Сизиф Антонович поднялся с дивана.

– Прошу, Яша, хватит. Видно, у меня нервы после похорон Баумбаха сдали… Паскаль говорил, что есть два рода людей: грешники, считающие себя справедливыми, и справедливые, считающие себя грешниками. Всеми своими бичеваниями ты только доказал, что принадлежишь ко вторым, больше ничего. И забудем Данте! Ты чего пришел среди ночи?

– Дельце есть.

Но тут вдруг мягкая рука нежно обвилась вокруг шеи Якова Марковича. Ноздри ощутили волшебный аромат тонких духов. Золотой дождь волос прошелестел по его лицу и закрыл от него ковры, драгоценности и Сизифа Антоновича. К губам Раппопорта прижалась щека – нежная кожа, прозрачный силуэт. Яков Маркович чмокнул эту щеку два раза, почувствовав, как мягкие пухлые губы проскользили мимо его рта, едва коснувшись, и поцеловал другую щеку.

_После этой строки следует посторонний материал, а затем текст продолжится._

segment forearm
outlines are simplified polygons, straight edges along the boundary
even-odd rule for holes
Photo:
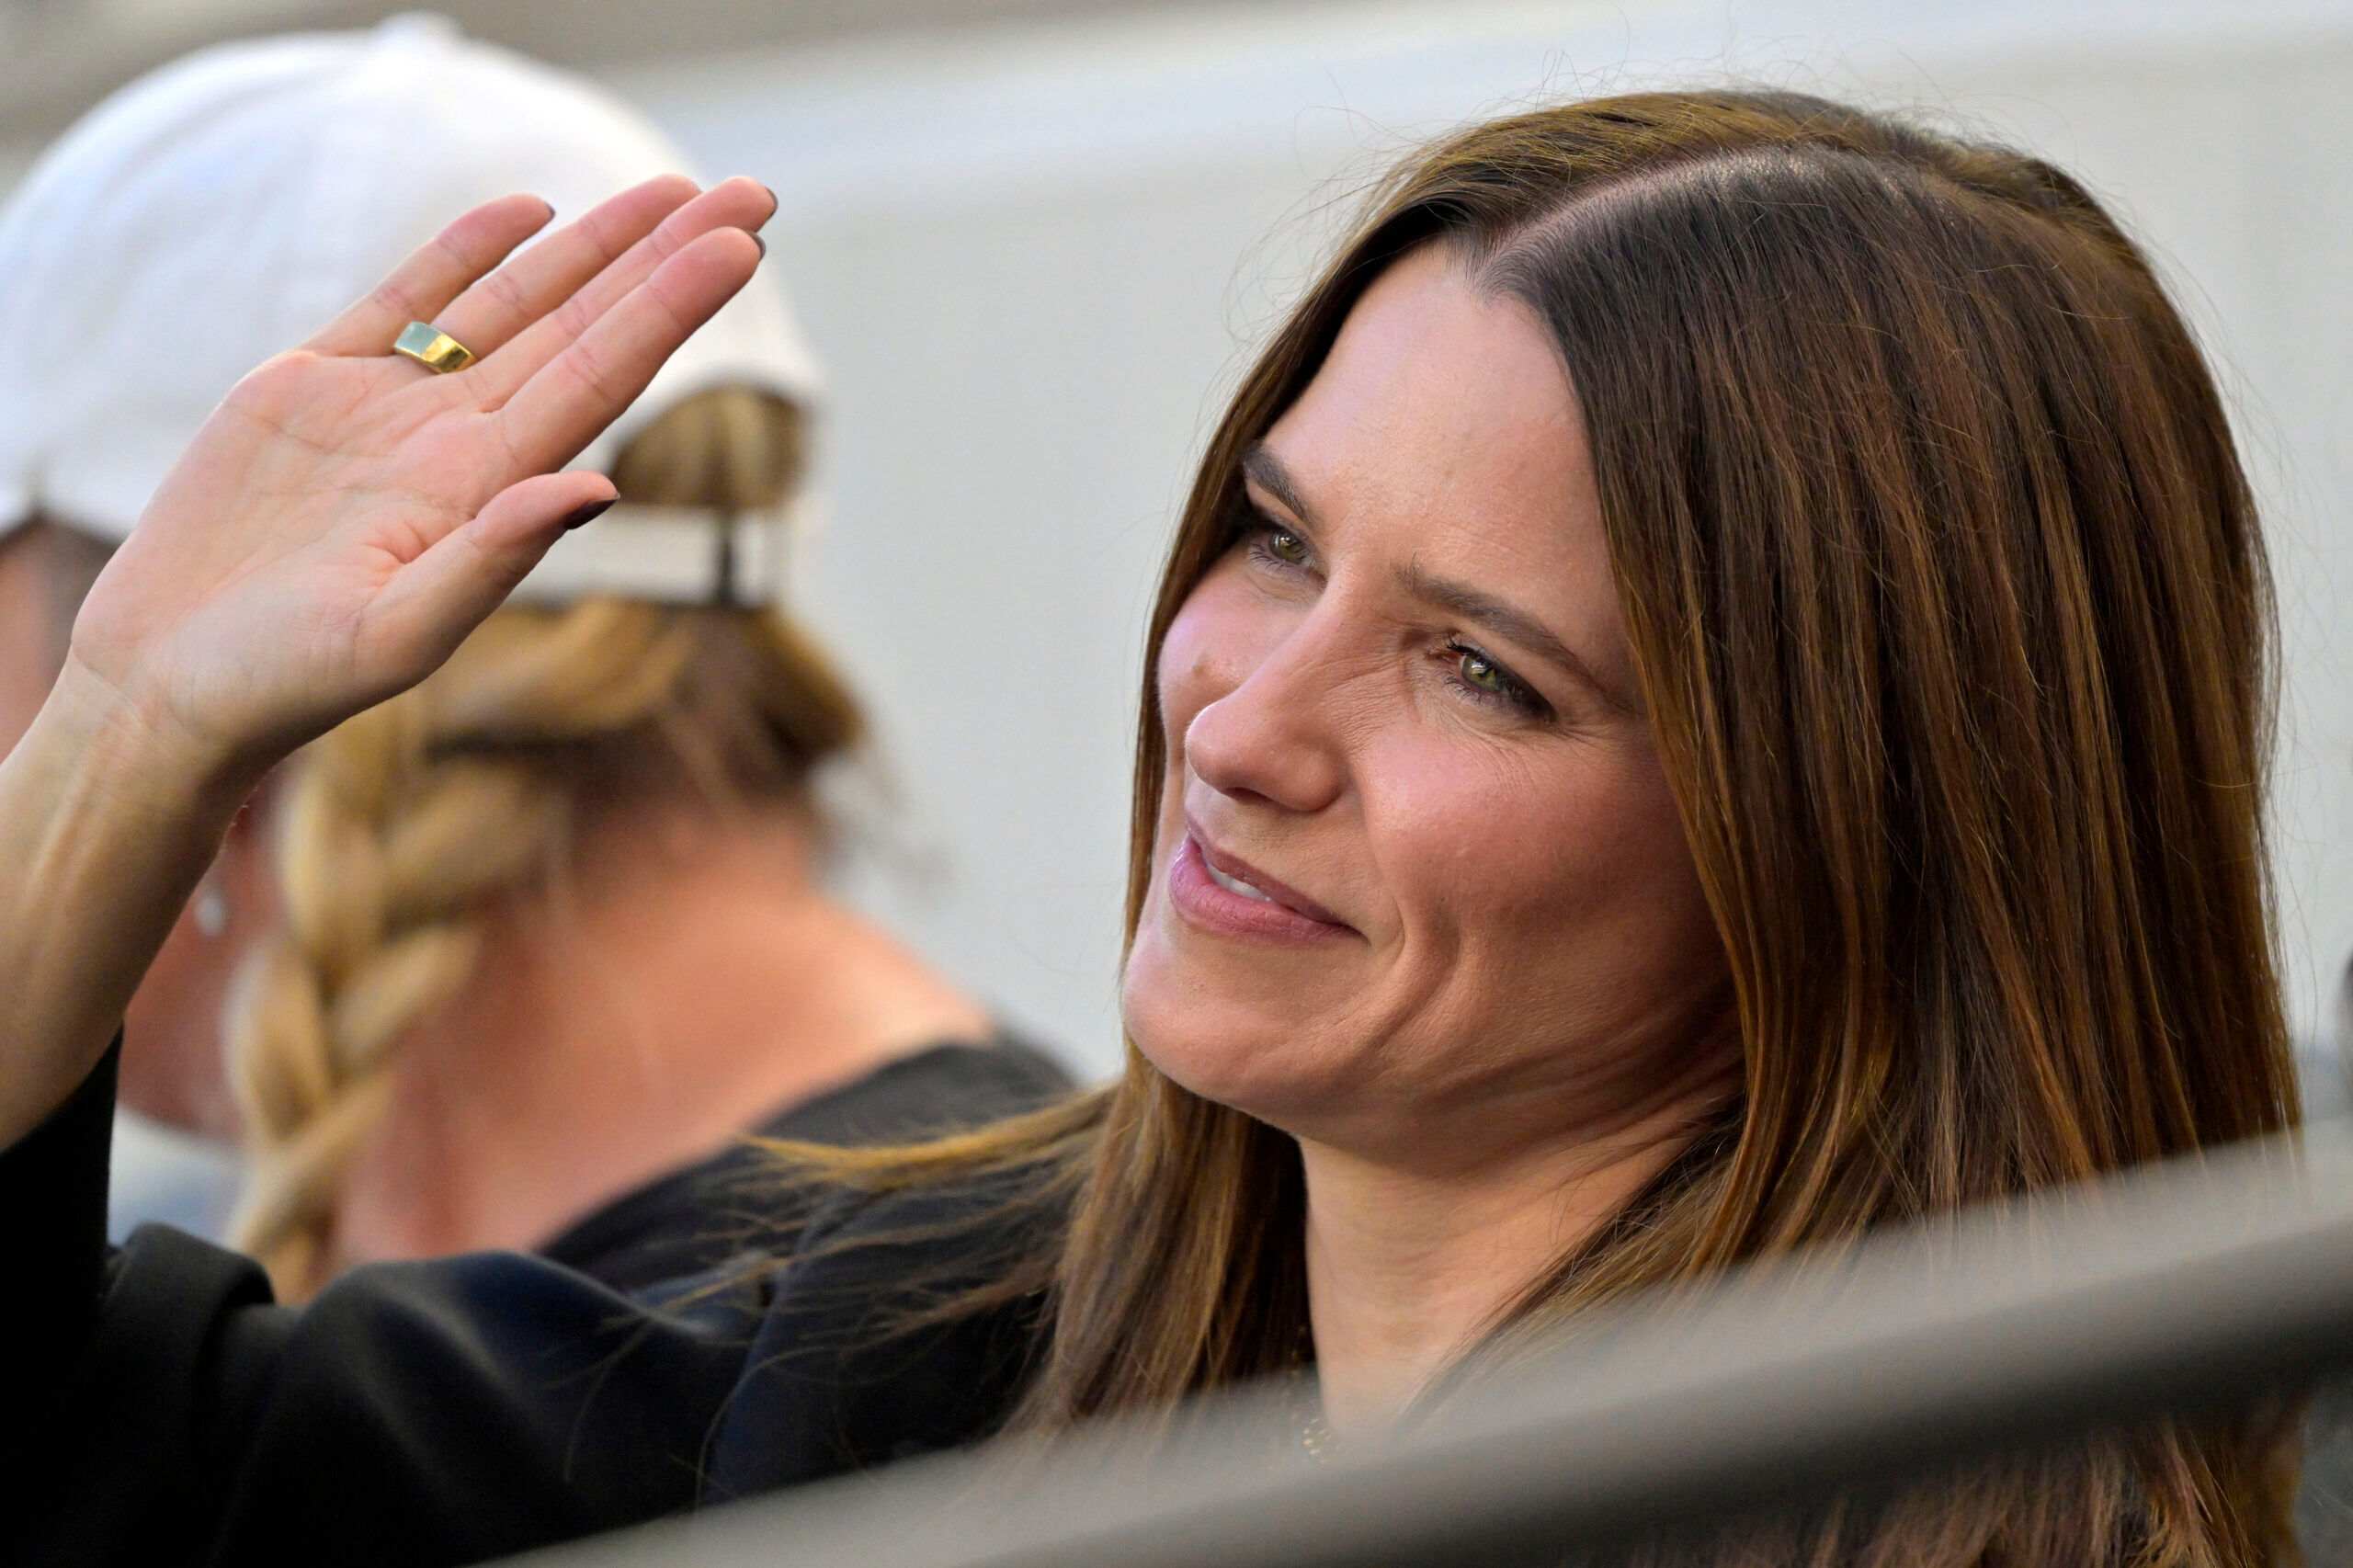
[[[72,663],[0,760],[0,1147],[105,1053],[247,771]]]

– Здравствуй, детка! – ласково сказал Яков Маркович, неуклюже облапив тонкую талию. – Ты еще не спишь?

– Она уже проснулась, – пояснил Сизиф Антонович.

Алла погладила Раппопорта по небритым щекам и тихо присела рядом с ним на египетский пуф, не запахивая яркого халата с раскиданными по всему полю золотыми хвостами жар-птиц. Полы халата свесились по обе стороны ее бедер, закрыв ботинки Якова Марковича, не чищенные с прошлой осени.